But NEIL also makes associations between these things to obtain common sense information that people just seem to know without ever saying - that cars often are found on roads, that buildings tend to be vertical and that ducks look sort of like geese. Based on text references, it might seem that the colour associated with sheep is black, but people - and NEIL - nevertheless know that sheep typically are white.
"Images are the best way to learn visual properties", stated Abhinav Gupta, assistant research professor in Carnegie Mellon's Robotics Institute. "Images also include a lot of common sense information about the world. People learn this by themselves and, with NEIL, we hope that computers will do so as well."
A computer cluster has been running the NEIL programme since late July and already has analyzed three million images, identifying 1,500 types of objects in half a million images and 1,200 types of scenes in hundreds of thousands of images. It has connected the dots to learn 2,500 associations from thousands of instances.
The research team, including Xinlei Chen, a Ph.D. student in CMU's Language Technologies Institute, and Abhinav Shrivastava, a Ph.D. student in robotics, will present its findings on December 4 at the IEEE International Conference on Computer Vision in Sydney, Australia.
One motivation for the NEIL project is to create the world's largest visual structured knowledge base, where objects, scenes, actions, attributes and contextual relationships are labeled and catalogued.
"What we have learned in the last 5-10 years of computer vision research is that the more data you have, the better computer vision becomes", Abhinav Gupta stated.
Some projects, such as ImageNet and Visipedia, have tried to compile this structured data with human assistance. But the scale of the Internet is so vast - Facebook alone holds more than 200 billion images - that the only hope to analyze it all is to teach computers to do it largely by themselves.
Abhinav Shrivastava said NEIL can sometimes make erroneous assumptions that compound mistakes, so people need to be part of the process. A Google Image search, for instance, might convince NEIL that "pink" is just the name of a singer, rather than a colour.

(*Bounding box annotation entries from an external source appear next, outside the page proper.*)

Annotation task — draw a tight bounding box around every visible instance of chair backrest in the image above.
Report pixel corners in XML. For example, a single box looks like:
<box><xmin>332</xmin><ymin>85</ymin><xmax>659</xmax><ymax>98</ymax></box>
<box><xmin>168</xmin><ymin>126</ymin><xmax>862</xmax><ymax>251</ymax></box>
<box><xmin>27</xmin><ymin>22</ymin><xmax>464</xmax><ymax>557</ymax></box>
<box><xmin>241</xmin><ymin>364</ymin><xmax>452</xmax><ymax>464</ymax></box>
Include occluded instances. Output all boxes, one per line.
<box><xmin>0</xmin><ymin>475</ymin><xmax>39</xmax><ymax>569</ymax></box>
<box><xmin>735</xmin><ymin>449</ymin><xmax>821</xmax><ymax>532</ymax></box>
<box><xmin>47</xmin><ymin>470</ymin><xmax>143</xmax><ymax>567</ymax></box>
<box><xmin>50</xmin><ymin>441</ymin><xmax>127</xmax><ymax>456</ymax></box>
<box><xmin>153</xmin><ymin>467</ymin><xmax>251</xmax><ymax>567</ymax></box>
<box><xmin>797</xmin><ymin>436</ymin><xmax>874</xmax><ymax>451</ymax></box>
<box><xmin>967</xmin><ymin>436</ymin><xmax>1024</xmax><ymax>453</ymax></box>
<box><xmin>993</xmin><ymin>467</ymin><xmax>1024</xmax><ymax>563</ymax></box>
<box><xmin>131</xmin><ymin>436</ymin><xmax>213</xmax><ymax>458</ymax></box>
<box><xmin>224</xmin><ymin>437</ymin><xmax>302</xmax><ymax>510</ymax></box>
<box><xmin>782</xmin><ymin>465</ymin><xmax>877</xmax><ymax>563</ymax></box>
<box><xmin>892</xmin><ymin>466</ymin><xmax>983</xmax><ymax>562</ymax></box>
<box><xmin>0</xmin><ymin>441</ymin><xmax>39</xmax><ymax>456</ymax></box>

"People don't always know how or what to teach computers", he observed. "But humans are good at telling computers when they are wrong."
People also tell NEIL what categories of objects, scenes, etc., to search and analyse. But sometimes, what NEIL finds can surprise even the researchers. It can be anticipated, for instance, that a search for "apple" might return images of fruit as well as laptop computers. But Abhinav Gupta and his landlubbing team had no idea that a search for F-18 would identify not only images of a fighter jet, but also of F18-class catamarans.
As its search proceeds, NEIL develops subcategories of objects - tricycles can be for kids, for adults and can be motorized, or cars come in a variety of brands and models. And it begins to notice associations - that zebras tend to be found in savannahs, for instance, and that stock trading floors are typically crowded.
NEIL is computationally intensive, the research team noted. The programme runs on two clusters of computers that include 200 processing cores.
This research is supported by the Office of Naval Research and Google Inc.
The public can now view NEIL's findings at the project website at http://www.neil-kb.com .